Dr Lesley Walker, head of scientific information for the campaign said: "These findings are very significant and clearly further investigation into the reason for the high mortality rates is required."

The statistics were researched from Office of National Statistics data by Dr Chris Busby, director of Green Audit, an environment investigation group which is concerned about possible radiation emissions from nuclear establishments in the Newbury area.

Dr Busby's figures show an increase in the rate of child cancer deaths in the district. While numbers for 1991-95 are four times the average for England and Wales, 1986-95 produces a rate that is just twice the national average. From 1981-90, it is in line with the national picture.

The Newbury figures compare with those collated for two other communities near nuclear establishments: Sellafield - where from 1945 to 1993 there were 37 per cent more cases of child leukaemia than would have been expected, and Dounreay, where from 1979 to 1983 there were twice as many "observed cases" as expected.

The scientific community continues to debate whether exposure to low- level radiation can cause cancer. A five-year nationwide study on child blood cancer by Cancer Research is trying to establish once and for all what causes the disease.
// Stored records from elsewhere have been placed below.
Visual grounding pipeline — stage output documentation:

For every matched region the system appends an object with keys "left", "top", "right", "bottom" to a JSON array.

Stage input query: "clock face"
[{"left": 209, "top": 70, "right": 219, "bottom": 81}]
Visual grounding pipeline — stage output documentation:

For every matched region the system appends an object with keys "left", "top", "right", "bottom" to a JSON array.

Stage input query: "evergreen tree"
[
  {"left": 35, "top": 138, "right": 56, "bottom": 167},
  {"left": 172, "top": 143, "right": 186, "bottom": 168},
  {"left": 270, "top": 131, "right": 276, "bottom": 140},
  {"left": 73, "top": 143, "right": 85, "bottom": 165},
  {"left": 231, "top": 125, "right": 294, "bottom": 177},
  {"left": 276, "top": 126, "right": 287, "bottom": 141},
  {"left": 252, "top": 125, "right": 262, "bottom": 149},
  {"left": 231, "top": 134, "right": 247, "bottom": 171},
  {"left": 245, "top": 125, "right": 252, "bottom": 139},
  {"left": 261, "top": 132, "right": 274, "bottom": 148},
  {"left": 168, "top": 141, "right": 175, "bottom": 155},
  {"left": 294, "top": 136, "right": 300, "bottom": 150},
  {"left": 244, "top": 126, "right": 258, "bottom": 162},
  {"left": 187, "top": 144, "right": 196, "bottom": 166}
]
Greenham Common and nuclear research centres Aldermaston and Burghfield are all within Newbury borough, and Dr Busby fears that there is a link between their work and the high rate of cancer deaths she has uncovered.

The investigation was sparked by CND's publication last summer of government research papers from 1961 into radiation around Greenham Common, three years after a blaze wrecked a plane at the airbase. The anti-nuclear group claims that at the time it was carrying nuclear weapons five times the power of the Hiroshima bomb.
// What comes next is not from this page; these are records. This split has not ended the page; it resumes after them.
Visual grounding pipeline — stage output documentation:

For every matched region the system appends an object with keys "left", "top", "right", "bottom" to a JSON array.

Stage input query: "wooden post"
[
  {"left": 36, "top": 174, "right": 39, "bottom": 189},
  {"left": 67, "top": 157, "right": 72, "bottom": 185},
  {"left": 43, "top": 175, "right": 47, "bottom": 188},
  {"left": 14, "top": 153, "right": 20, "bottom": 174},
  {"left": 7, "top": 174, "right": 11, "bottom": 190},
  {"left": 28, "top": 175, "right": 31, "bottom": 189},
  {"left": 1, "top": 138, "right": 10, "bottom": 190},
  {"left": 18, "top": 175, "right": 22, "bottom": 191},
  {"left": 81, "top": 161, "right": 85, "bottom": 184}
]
The scientists found such high levels of uranium in leaves in the Newbury area that they concluded: "The only way such a large quantity could become powdered is through the agency of a fire, or an explosion."

Dr Busby's figures have raised concerns among the parents of children in Newbury who have developed blood cancer.

Kevin Mansford, whose seven-year-old son Shane is currently in remission from the disease, said: "We have two other children. If there is a risk about here, we need to know all the factors."